For high-intensity work, your customers need to make sure their base-layer clothes are made of breathable fibres and fabrics that will keep them dry and ventilated by wicking moisture away from the body. A mid-layer fleece or gilet made from knitted or quilted materials will help to provide comfortable insulation by creating a pocket of air around the body. Then, it can be topped off with a third and final outer layer jacket to protect from the elements like rain, hail, snow, wind, or cold.
Layering working clothes properly will ensure that energy and performance levels are as weatherproofed as much as possible.

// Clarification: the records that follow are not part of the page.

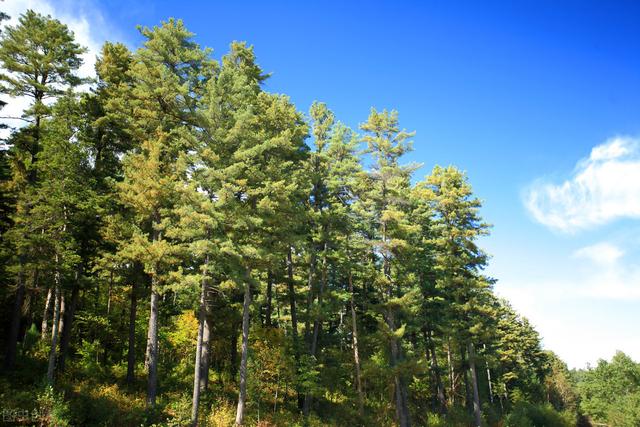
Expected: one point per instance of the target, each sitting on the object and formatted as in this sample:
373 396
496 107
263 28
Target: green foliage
54 410
529 415
178 176
609 392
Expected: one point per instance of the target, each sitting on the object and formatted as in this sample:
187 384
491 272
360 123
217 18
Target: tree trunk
202 316
356 355
54 332
317 325
310 280
152 346
131 353
16 317
45 315
63 309
452 380
477 412
435 370
242 398
294 320
65 339
269 308
402 407
233 354
204 361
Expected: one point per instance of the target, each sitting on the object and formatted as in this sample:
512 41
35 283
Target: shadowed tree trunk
45 315
131 352
435 370
269 309
202 318
242 397
152 346
54 332
402 407
477 413
65 338
14 331
205 355
317 325
294 318
356 355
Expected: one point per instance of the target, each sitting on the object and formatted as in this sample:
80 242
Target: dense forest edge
179 246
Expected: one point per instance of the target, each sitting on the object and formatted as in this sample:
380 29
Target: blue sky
537 101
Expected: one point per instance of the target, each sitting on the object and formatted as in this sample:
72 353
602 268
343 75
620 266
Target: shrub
529 415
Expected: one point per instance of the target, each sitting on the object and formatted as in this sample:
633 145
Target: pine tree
169 76
40 60
457 226
386 205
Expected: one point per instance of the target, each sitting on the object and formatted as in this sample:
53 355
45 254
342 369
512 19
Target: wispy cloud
604 253
602 188
88 24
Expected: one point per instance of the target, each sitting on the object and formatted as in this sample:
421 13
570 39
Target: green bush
529 415
54 411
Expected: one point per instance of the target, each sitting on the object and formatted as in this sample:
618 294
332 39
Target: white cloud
82 17
602 188
603 253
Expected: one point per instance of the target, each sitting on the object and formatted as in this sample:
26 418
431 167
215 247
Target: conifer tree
40 59
169 76
386 203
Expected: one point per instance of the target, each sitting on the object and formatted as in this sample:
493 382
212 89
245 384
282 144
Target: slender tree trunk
152 346
356 355
202 316
54 332
205 356
477 411
131 353
452 382
435 370
233 353
63 309
317 325
269 308
65 338
310 294
467 389
402 407
486 363
16 317
45 315
110 287
242 397
294 319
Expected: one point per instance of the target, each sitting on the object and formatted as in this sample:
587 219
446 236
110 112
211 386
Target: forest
181 247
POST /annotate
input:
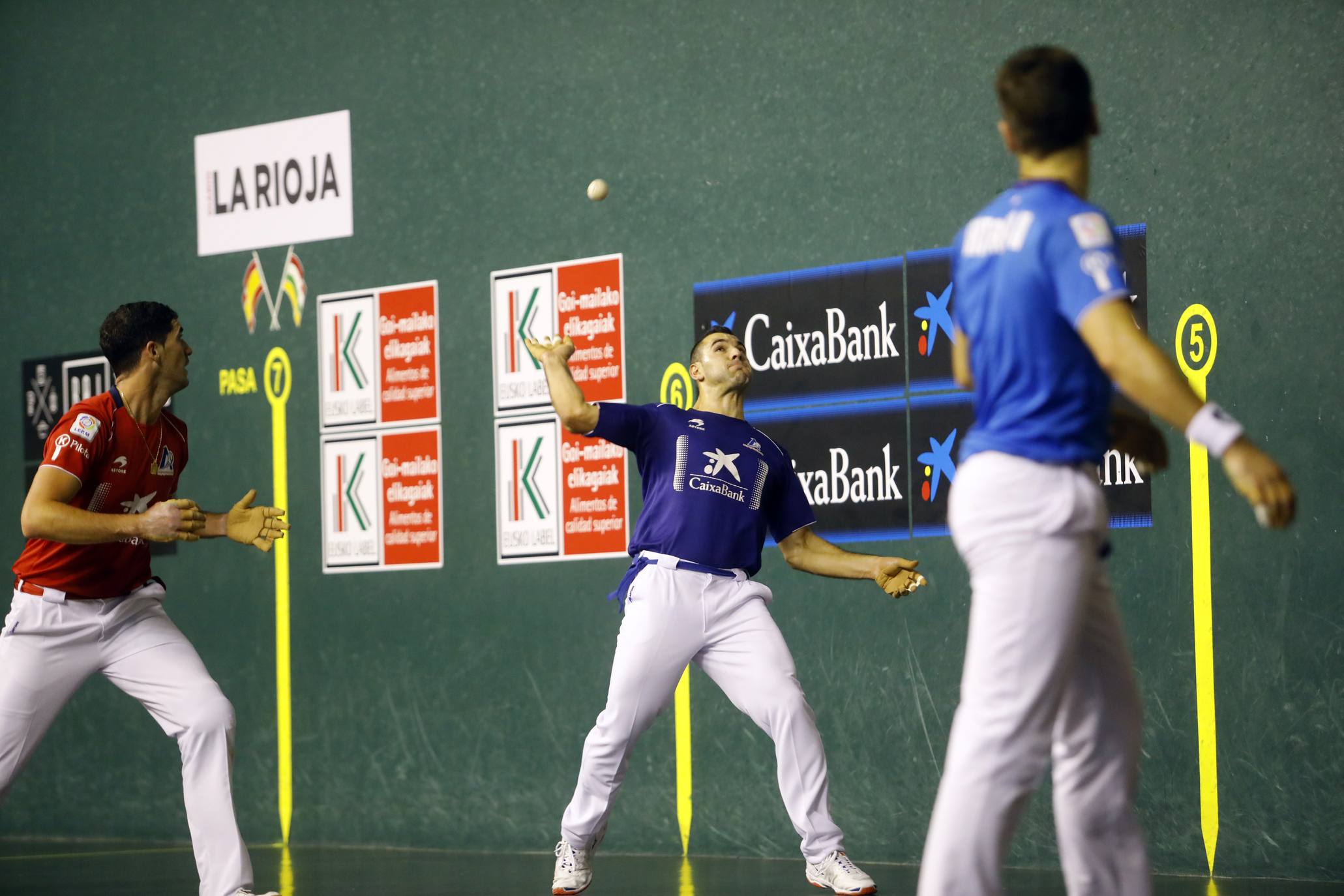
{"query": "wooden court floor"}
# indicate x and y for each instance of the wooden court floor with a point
(117, 868)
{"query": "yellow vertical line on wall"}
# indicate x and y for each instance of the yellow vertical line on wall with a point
(687, 879)
(679, 389)
(287, 872)
(1197, 344)
(681, 704)
(278, 381)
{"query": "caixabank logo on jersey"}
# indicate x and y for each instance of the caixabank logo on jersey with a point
(831, 348)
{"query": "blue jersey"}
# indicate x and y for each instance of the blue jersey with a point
(1027, 269)
(713, 485)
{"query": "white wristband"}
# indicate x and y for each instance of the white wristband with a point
(1214, 429)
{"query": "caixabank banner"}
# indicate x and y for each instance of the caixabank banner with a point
(852, 375)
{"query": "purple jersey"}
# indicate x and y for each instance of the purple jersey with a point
(713, 485)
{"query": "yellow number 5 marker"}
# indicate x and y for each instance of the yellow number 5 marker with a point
(278, 378)
(1197, 344)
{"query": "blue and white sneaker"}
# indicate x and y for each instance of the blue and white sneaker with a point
(841, 875)
(573, 869)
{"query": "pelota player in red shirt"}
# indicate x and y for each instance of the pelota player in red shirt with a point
(85, 599)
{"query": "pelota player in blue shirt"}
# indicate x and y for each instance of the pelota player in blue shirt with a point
(1043, 329)
(713, 486)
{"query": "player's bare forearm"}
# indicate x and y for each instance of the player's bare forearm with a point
(576, 414)
(58, 522)
(1139, 368)
(809, 552)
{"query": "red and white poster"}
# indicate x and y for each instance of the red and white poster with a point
(584, 300)
(378, 356)
(382, 501)
(560, 496)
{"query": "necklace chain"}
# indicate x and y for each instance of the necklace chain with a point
(153, 460)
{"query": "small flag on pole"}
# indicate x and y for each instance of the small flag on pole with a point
(292, 284)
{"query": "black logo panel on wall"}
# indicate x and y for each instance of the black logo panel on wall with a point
(824, 333)
(938, 423)
(52, 386)
(831, 387)
(931, 296)
(851, 462)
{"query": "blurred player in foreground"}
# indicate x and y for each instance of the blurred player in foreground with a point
(713, 486)
(85, 599)
(1042, 331)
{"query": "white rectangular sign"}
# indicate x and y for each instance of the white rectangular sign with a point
(288, 182)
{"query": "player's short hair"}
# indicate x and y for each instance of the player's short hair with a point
(708, 333)
(1045, 95)
(127, 329)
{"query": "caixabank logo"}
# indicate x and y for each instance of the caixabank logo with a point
(937, 426)
(818, 331)
(931, 296)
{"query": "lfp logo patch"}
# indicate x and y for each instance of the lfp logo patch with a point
(85, 428)
(934, 316)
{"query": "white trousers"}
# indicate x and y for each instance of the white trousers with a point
(671, 618)
(50, 645)
(1047, 678)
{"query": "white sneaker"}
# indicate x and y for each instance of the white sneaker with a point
(573, 869)
(841, 875)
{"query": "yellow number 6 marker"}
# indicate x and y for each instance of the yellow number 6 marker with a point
(278, 379)
(679, 389)
(1197, 346)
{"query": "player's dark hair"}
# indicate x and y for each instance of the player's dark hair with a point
(127, 329)
(708, 333)
(1046, 98)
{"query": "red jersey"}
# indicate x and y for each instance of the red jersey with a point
(123, 468)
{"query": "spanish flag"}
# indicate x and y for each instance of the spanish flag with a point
(292, 284)
(254, 288)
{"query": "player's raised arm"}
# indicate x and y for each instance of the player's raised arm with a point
(248, 524)
(49, 515)
(808, 551)
(1142, 372)
(577, 415)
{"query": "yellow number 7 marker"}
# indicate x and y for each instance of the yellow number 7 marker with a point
(1197, 344)
(278, 379)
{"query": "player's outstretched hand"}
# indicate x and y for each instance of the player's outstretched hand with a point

‘Waterproof’ vs ‘water-repellent’
When it comes to ‘water-protected’ workwear it’s important to know what’s behind each of the above terms as they are different. Peter Dumigan, Managing Director of Snickers parent firm the Hultafors Group UK, said: “A waterproof garment — like our GORE -TEX jackets — is the most effective 100% protection in rainy weather. This kind of waterproof fabric consists of an outer layer called the ‘face fabric’, usually made of polyester with a laminated membrane or a coating that prevents water penetration.”

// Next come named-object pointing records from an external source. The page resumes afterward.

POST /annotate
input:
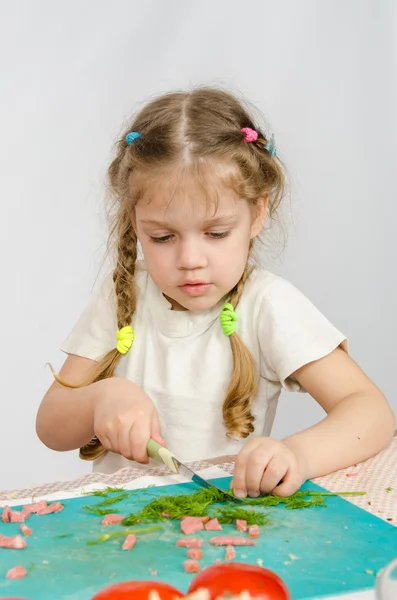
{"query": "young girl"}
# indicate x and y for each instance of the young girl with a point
(193, 345)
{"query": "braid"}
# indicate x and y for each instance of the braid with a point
(237, 415)
(124, 283)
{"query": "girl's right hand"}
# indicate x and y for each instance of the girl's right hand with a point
(124, 418)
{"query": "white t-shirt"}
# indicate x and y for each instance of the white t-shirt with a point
(183, 359)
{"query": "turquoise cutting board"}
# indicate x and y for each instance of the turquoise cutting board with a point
(317, 551)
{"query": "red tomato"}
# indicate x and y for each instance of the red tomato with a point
(138, 590)
(237, 577)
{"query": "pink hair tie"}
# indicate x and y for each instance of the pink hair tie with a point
(250, 134)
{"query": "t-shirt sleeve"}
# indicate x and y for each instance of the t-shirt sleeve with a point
(292, 333)
(94, 334)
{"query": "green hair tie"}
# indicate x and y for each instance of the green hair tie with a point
(228, 319)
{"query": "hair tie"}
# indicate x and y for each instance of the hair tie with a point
(271, 146)
(131, 137)
(125, 337)
(228, 319)
(250, 135)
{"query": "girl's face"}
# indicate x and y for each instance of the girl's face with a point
(195, 250)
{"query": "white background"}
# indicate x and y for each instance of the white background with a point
(323, 73)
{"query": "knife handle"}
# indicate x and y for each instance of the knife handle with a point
(161, 454)
(153, 450)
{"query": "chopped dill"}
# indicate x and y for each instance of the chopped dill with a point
(228, 516)
(107, 536)
(105, 492)
(200, 503)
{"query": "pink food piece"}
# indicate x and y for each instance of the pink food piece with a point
(191, 525)
(29, 509)
(189, 543)
(129, 541)
(231, 541)
(253, 531)
(194, 554)
(17, 516)
(25, 530)
(16, 573)
(16, 542)
(202, 519)
(241, 525)
(230, 553)
(55, 507)
(191, 566)
(6, 515)
(213, 525)
(112, 519)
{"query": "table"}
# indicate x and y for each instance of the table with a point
(377, 476)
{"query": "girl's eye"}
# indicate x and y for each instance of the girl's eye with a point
(161, 240)
(218, 235)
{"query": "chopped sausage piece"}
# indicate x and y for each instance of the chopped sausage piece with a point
(213, 525)
(129, 541)
(112, 519)
(29, 509)
(16, 573)
(194, 554)
(55, 507)
(26, 530)
(191, 525)
(191, 566)
(231, 541)
(241, 525)
(6, 516)
(190, 543)
(253, 531)
(16, 542)
(17, 516)
(230, 553)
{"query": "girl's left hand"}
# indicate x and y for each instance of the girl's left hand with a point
(267, 466)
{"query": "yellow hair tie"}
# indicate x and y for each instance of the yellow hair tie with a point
(125, 337)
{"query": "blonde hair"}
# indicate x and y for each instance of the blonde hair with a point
(198, 128)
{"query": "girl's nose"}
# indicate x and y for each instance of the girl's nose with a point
(191, 255)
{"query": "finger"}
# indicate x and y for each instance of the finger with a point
(139, 437)
(240, 469)
(124, 445)
(273, 474)
(107, 440)
(155, 432)
(258, 462)
(289, 485)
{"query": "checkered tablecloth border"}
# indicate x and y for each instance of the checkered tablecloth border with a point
(376, 476)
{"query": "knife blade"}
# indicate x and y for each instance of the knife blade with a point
(161, 454)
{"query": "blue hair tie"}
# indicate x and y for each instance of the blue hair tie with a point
(271, 146)
(131, 137)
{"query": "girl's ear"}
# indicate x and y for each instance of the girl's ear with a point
(260, 211)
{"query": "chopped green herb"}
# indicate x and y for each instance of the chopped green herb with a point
(197, 504)
(108, 536)
(228, 516)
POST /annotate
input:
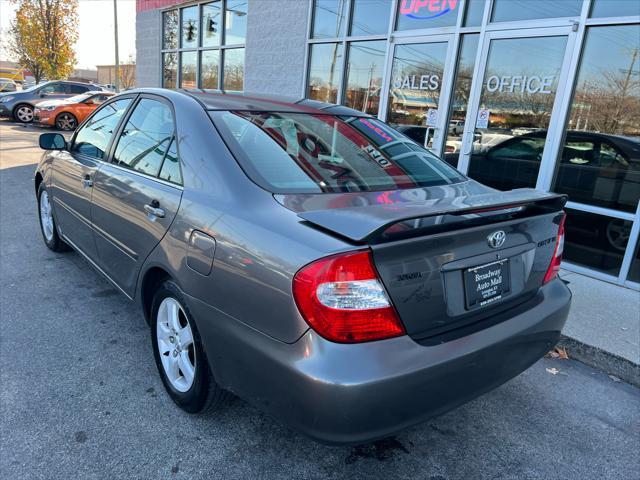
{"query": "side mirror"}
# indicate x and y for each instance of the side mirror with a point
(52, 141)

It’s achieved by sealing the internal fabrics completely from external conditions. All seams and cut lines are taped or sealed to stop the water coming through the stitched areas of the fabric.

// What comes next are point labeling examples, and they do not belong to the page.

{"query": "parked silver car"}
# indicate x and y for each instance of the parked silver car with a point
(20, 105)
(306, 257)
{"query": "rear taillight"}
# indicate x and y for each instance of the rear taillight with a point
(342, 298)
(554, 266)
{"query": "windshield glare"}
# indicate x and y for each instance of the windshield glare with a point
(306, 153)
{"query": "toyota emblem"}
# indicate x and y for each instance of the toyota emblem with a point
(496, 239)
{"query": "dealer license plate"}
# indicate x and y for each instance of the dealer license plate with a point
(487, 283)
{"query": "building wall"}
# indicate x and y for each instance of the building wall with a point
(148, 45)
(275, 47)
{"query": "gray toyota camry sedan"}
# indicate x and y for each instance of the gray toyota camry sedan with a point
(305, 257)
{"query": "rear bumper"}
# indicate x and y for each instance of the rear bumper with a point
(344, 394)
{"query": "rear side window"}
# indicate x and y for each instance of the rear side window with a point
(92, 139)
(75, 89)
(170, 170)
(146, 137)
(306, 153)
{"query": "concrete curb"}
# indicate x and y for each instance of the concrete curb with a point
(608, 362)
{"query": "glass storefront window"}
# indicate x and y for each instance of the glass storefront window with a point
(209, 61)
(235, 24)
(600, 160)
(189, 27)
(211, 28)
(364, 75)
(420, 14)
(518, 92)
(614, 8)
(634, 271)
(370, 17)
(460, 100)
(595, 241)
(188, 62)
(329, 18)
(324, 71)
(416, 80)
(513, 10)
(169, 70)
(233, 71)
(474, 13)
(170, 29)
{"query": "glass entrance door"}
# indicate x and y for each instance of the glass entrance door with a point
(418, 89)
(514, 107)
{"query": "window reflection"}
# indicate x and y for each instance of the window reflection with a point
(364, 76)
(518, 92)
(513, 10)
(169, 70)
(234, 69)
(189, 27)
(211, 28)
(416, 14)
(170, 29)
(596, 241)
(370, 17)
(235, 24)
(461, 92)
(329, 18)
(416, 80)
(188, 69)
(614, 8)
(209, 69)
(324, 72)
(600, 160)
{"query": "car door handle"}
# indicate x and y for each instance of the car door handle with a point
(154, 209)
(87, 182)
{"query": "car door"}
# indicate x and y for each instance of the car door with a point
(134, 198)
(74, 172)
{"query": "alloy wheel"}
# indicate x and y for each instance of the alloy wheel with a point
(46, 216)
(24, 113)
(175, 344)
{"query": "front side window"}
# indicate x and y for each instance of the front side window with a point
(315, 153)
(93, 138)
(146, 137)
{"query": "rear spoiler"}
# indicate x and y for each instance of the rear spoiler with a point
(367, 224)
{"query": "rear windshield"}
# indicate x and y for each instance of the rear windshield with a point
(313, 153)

Water-repellent garments, meanwhile, only offer basic protection against the effects of water but at the same time can provide great breathability to ventilate your body when you’re active. Water-repellent protection is achieved by using a hydrophobic fabric, which means that the water is repelled on contact. The fabric is treated with a DWR (Durable Water Repellent) finish that causes the water to form drops on the surface of the fabric that run off or can be brushed off easily.
Making the choice
Your customers need to ask “just how wet are you likely to get on site?” Peter explains. “Their answer will help them choose the right type of rainwear to wear. What does the weather forecast say? Is there a risk of heavy rain, showers or drizzle? Will their work be low-intensity or more active?
“Finally, how long will you be exposed to the wet weather — minutes or hours? Hence, longer shifts will put more demands on your working clothes and the waterproof technology used in the garments. That’s why you need to consider whether you should be wearing waterproof or water-repellent clothing.
“So, for longer exposure or, if you need 100% protection on site in the rain, look for our GORE-TEX jackets. These highly technical garments are extremely durable with a membrane has over 1.4 billion pores per square cm. They’re waterproof to keep you dry, windproof to keep you warm, and breathable to keep you comfortable all day long.”
Peter continued: “For quick and reliable protection when it is raining, or if the work is less active, choose our PU garments which, along with our other rainwear clothing have EN 343 certification for Protection against Foul Weather. This accreditation validates the garment’s performance in the rain through independent testing.”
Ventilation is also vital. The clothes’ breathability is as crucial for comfort as the outer-layer protection against water, especially when users are working really hard. Clothes with good climate control will transport sweat away from the skin, and breathability comes in two ways — either the breathability of the fabric itself, such as Snickers’ 37.5 sports fabric, or built-in ventilation functionality such as zippers or meshed fabric areas at the sides and back of the garments.
Whatever the rain may do to dampen the spirits, as far as work clothes are concerned, getting the selection right means that your customers can work effectively and comfortably all day long.